Since 2007, the band has gone through many permutations, including an interim vocalist, Amanda Gervasi (who appeared on the band’s third album, Decades and Days), when McGeachey took a leave of absence to have a baby. But Connor and McGeachey have since reunited. Dow remains on drums. New Hampshire–born Colin Winsor is on bass— he’s described by his bandmates as a young spirit, the “little brother” who will blow you away with his insight and talent. Guitarist Max Cantlin, who grew up in Camden, brings a quiet, introspective centeredness and expansive musical versatility. And there’s Ben Trout on mandolin, a New York City native. While he’s the newest member, he’s not new to music (far from it). Described by the group as “hypertalented, humble, a leader without trying,” he’s the guy “always ready at first call.”

Connor brings his songs to this group, and together they bring the songs to life. Over the last few years, the themes of Connor’s work have changed. His older songs were primarily mediations on love or the loss of love. But lately he’s found himself writing songs about acceptance, happiness, forgiveness, legacy. It’s harder, he says, to write happy songs, and yet he finds himself compelled to explore the depths and dimensions of happiness. As a father, Connor says, he is always thinking about the messages he is passing on to his daughter: “I want to explain to her: when you’re old and I’m gone, you’ll know something about why I followed this path. You’ll know you can’t ignore your creativity. You’ll know that accepting who you are is the trick of life.”

Gypsy Tailwind plays songs about life, about its tricks, pains, and joys. On one cold, drizzling evening in March, I’m invited to watch and listen as their songs unfold. The band rehearses in a garage studio in South Portland. They come together like a family comes together—effortlessly, naturally. During their rehearsal, the atmosphere feels serious yet playful. I sense that blend of acceptance and irritation and candor one usually only finds at family dinners.

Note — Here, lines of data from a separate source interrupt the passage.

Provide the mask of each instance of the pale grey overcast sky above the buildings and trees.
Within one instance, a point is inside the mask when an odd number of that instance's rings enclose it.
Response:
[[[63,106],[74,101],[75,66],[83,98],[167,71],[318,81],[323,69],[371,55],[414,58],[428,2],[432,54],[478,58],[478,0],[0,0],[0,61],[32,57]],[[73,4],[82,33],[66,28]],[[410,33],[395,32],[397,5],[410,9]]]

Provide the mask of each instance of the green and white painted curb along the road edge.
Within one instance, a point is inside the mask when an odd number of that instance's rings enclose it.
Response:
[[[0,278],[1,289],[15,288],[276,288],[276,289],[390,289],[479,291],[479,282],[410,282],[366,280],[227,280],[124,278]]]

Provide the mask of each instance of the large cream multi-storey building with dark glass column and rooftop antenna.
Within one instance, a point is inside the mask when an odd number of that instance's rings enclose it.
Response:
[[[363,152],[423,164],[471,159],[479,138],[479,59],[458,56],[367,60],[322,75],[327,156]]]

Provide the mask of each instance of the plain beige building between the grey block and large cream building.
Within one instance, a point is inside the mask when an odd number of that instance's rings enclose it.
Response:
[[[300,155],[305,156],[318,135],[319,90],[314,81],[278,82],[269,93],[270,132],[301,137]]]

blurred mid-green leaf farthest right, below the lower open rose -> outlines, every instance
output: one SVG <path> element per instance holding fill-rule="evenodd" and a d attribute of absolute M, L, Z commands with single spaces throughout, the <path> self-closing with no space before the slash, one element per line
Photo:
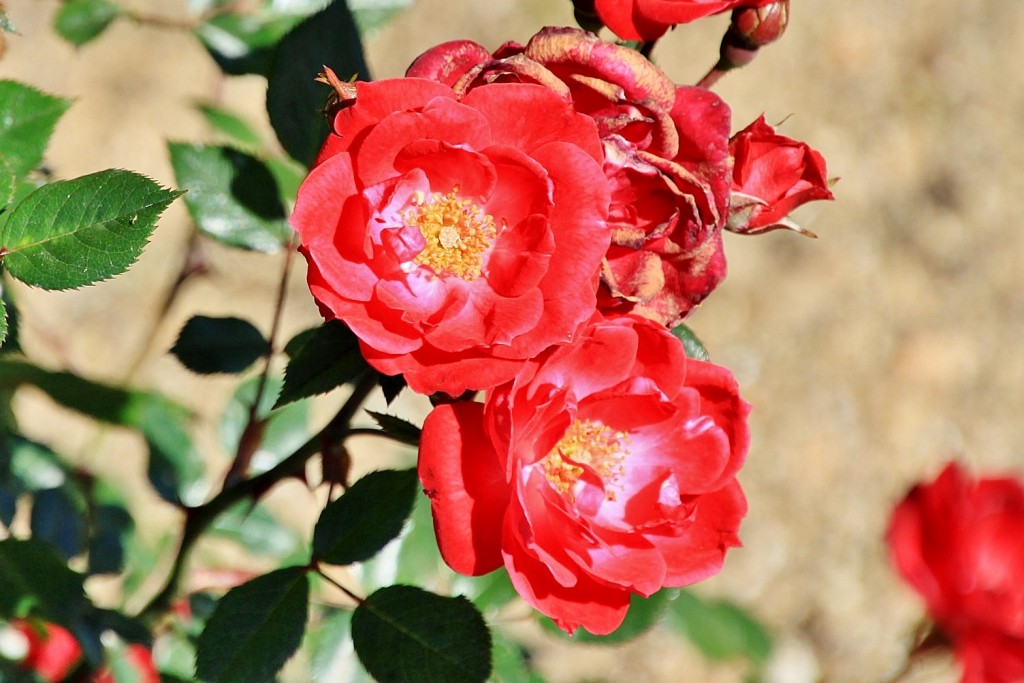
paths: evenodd
<path fill-rule="evenodd" d="M 764 627 L 725 600 L 703 600 L 691 591 L 680 591 L 669 623 L 709 659 L 746 657 L 763 664 L 771 654 L 771 637 Z"/>

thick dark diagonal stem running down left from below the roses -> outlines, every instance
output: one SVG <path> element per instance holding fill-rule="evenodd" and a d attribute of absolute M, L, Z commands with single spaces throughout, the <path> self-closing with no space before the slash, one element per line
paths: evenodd
<path fill-rule="evenodd" d="M 238 483 L 225 487 L 217 496 L 207 503 L 195 508 L 185 510 L 185 525 L 181 533 L 181 543 L 178 546 L 177 555 L 174 557 L 174 565 L 164 582 L 164 587 L 157 595 L 150 600 L 139 616 L 153 620 L 165 611 L 171 604 L 174 594 L 177 592 L 178 584 L 184 573 L 188 555 L 196 542 L 206 531 L 213 521 L 225 512 L 228 508 L 244 500 L 255 501 L 275 483 L 290 476 L 300 474 L 305 468 L 306 461 L 324 450 L 325 444 L 343 440 L 350 432 L 349 423 L 359 410 L 362 401 L 366 400 L 370 392 L 377 386 L 377 376 L 368 375 L 352 390 L 348 399 L 318 433 L 314 434 L 299 446 L 292 455 L 281 461 L 274 467 L 262 474 L 258 474 L 251 479 L 244 479 Z"/>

To warm up, they launch into “The Long Drive Home from Montreal.” Connor, accompanied by McGeachey, sings:

It’s a long drive home from Montreal
I could see your face Coming up from the road
When I stare into those lashly eyes
I know the place I’ve got to be
With you laying next to me…
Won’t you wait, wait for me, wait for me?

This last phrase is ardent, earnest, powerful. Whatever was on Connor’s mind when he wrote the song, I feel, somehow, like he’s not singing to me or to his audience, but to music itself.

After the song concludes, the group debates. They laugh at each other, nudge each other, debate some more, try it again. Watching them, I am struck by their sibling-like mood and mannerisms. These are experienced musicians, people who have lived full and complicated lives. They’re not naive. And yet when they come together like this, their earnestness is palpable, and their unrestrained curiosity reminds me of childhood—of brothers and sisters inventing new worlds together, building something, and then, when it’s done, grinning at each other. They are full of impatient wonder. They are in the midst of serious play. And they want only one thing: to do it again.